The Spirit Stone - Katharine Kerr [68]
‘Quite so,’ Nevyn said. ‘Well, you see, it’s the balance of etheric forces, or the complete lack of the balance, I should say, that should take place between two lovers. A child can’t possibly absorb or return any of the etheric energies released by sexual acts. So those floods of magnetic force burn the astral body the way fire will burn a child’s slender little fingers, and they leave the same sort of scars—deep ones, for life.’

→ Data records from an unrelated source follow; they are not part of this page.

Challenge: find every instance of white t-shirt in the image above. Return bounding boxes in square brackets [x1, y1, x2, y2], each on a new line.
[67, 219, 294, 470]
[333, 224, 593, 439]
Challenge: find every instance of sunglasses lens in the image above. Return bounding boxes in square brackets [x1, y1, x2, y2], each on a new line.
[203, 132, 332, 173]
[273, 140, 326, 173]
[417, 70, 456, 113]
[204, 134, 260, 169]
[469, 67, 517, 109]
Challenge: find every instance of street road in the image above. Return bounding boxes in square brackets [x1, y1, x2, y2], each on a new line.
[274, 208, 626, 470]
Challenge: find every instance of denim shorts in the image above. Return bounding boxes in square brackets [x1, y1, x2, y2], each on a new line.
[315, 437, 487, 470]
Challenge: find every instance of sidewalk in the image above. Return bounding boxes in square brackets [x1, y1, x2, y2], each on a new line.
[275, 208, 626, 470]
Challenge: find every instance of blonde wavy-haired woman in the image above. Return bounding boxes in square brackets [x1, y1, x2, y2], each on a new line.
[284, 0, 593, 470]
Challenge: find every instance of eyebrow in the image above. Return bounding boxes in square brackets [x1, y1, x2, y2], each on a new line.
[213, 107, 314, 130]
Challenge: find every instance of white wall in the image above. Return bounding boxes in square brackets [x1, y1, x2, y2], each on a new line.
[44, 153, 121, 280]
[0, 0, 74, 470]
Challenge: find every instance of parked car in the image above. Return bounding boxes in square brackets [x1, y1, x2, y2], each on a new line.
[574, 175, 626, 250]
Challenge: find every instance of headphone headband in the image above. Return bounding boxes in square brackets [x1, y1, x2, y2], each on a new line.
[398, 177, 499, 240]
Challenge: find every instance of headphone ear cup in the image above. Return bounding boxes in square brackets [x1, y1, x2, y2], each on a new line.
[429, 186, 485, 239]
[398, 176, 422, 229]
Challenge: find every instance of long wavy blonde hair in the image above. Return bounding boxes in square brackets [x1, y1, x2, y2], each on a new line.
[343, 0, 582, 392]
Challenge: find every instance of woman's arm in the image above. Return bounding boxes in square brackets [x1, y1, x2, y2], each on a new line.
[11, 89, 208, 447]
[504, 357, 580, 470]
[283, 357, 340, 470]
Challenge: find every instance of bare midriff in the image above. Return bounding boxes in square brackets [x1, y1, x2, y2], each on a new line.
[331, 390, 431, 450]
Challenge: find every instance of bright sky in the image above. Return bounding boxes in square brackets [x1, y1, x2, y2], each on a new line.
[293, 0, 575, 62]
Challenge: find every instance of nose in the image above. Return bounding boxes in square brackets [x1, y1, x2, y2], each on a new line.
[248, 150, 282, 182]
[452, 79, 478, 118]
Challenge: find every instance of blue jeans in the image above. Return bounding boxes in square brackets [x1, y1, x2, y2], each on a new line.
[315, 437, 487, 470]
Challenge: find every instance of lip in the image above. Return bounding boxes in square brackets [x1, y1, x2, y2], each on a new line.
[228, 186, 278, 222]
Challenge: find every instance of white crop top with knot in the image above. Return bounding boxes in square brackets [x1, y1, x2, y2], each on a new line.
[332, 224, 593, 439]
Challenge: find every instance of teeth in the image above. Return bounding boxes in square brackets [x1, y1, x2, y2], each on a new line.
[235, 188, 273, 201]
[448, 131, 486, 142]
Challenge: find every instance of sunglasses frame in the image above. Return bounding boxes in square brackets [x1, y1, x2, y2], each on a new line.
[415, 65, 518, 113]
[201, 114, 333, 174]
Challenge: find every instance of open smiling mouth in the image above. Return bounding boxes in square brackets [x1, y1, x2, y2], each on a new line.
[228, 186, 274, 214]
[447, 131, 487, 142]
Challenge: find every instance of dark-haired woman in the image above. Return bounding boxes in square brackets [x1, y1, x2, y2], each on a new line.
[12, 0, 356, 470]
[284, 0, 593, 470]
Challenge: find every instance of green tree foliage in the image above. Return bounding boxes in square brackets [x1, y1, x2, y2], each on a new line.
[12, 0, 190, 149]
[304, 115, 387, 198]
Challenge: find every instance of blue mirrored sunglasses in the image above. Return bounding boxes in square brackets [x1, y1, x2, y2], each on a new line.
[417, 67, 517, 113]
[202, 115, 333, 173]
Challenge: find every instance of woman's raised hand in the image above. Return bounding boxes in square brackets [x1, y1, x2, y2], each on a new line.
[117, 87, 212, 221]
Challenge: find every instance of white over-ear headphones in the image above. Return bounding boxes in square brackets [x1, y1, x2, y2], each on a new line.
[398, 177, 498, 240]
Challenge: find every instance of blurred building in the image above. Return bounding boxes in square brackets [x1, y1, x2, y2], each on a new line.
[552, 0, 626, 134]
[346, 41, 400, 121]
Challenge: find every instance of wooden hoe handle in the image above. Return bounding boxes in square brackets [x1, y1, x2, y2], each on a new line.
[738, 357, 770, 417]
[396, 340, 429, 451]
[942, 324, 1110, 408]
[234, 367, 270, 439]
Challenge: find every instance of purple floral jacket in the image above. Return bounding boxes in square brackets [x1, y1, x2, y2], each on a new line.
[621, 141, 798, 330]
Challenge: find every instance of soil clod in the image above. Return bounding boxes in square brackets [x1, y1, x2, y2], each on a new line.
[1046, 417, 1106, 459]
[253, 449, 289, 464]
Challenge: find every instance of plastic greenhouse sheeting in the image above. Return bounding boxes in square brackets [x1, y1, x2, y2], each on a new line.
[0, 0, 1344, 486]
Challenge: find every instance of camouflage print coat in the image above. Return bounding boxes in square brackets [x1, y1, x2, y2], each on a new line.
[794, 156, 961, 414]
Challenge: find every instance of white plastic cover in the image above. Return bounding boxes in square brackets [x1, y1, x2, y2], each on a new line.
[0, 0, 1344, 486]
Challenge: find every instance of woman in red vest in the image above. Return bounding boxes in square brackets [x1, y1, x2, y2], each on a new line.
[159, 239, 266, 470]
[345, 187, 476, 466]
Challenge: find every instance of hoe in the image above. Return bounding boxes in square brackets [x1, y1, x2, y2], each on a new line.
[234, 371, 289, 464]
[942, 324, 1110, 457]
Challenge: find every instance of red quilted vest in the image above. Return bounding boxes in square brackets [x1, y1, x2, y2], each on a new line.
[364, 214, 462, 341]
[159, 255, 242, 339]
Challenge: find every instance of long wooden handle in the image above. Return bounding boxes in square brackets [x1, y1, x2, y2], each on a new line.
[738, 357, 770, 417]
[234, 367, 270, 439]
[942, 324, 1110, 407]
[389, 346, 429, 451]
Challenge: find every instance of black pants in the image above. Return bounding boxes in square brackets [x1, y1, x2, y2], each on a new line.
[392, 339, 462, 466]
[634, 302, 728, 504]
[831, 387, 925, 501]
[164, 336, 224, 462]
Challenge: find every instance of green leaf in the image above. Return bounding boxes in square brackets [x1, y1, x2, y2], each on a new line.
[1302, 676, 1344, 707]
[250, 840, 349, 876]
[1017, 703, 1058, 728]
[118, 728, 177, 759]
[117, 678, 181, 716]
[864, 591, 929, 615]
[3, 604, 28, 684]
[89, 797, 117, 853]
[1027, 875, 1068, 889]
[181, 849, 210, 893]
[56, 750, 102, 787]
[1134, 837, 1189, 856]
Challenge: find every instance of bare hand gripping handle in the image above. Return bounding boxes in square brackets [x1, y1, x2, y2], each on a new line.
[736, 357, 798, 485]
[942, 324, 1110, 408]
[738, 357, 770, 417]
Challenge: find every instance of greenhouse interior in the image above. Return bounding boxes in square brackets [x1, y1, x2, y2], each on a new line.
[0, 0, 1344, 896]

‘Ah. It’s even more loathsome than I thought, then.’
‘Unfortunately.’
‘I’d best warn everybody.’
‘I wonder about that.’ Nevyn hesitated, thinking. ‘If I thought one child here would suffer the slightest harm, I’d do the telling myself, but I don’t think it’s necessary. Tirro’s terrified of Gwairyc, and with very good reason. Gwarro’s threatened to kill him at the least sign of trouble.’
‘I’ll wager that Gwairyc would, too, without a moment’s thought.’
‘He would indeed, and Tirro knows it. I find this odd of me, but I rather pity Tirro.’
‘Ye gods, how could you? Why?’
‘Haven’t you noticed the way he grovels the moment a grown man says a harsh word to him? He’s always flattering the men around him, too, as if he’s frightened and will do anything to propitiate them. I suspect that when he was young, someone did foul things to him. As long as he works no harm, I’d rather he not be humiliated.’
‘Humiliation might be the best physick for his disease.’
‘Not truly. With some men, especially the honour-bound, being shamed is their worst fear. Prince Mael made a good comment about that in one of his books: ‘the threat of shame turns an honour-bound man into a paragon of virtue.’ With weak souls, though, humiliation drives them to worse evils. They’ll do anything for revenge, anything to make themselves feel powerful and beyond humiliating again.’
‘I’d not thought of it that way.’ Aderyn was silent for some moments. ‘Tirro strikes me as a very weak soul indeed.’
‘He strikes me the same. Besides, he’ll be leaving soon.’
‘True spoken. Well, I won’t say anything to the alar unless it’s absolutely necessary. I’ll keep an eye on him myself, though, just in case he outfoxes Gwairyc.’
Nevyn and Aderyn had spent the afternoon strolling along a stream away from camp. They’d been discussing a far more pleasant subject than Tirro, namely Aderyn’s attempt to restore the lost dweomer system of the seven cities, those fabled places in the far western mountains where the Westfolk’s ancestors had lived in civilized splendour. When the Horsekin swept down from the north, destroying everything they found, the refugees who managed to reach safety on the plains had been common folk, mostly farmers and herders. Only a handful of learned persons had come with them, and of those, only a few had studied dweomer. When Aderyn had come to the Westlands, some hundreds of years earlier, he had found dweomer workers who knew only a tattered body of lore, complete in a few areas but utterly torn and gone in others.
‘Still,’ Nevyn told Aderyn that afternoon, ‘you’ve done a truly impressive job of bringing together the fragments. It’s a fine piece of work.’
Aderyn blushed scarlet, and for a brief moment, despite his silver hair and deeply lined face, he looked like the young apprentice Nevyn remembered so well. ‘My thanks,’ he said at last. ‘I’m still missing some important elements at the core, but at least I can teach what we have. The more who learn it, and the more students who write it down, the better chance we’ll have of preserving it.’
Their stroll had taken them close to the Westfolk tents. A soft evening breeze brought them the smell of roasting lamb. In an unspoken understanding, they began walking briskly back. Even the greatest dweomerworkers grow hungry at dinnertime. At the camp’s edge, they came across Evan, playing with a little lad about his own age. The two children were sitting on a stretch of grass and rolling a leather ball back and forth. Morwen stood nearby, smiling a little as she watched them. The lads were giggling and chattering in Deverrian and Elvish both.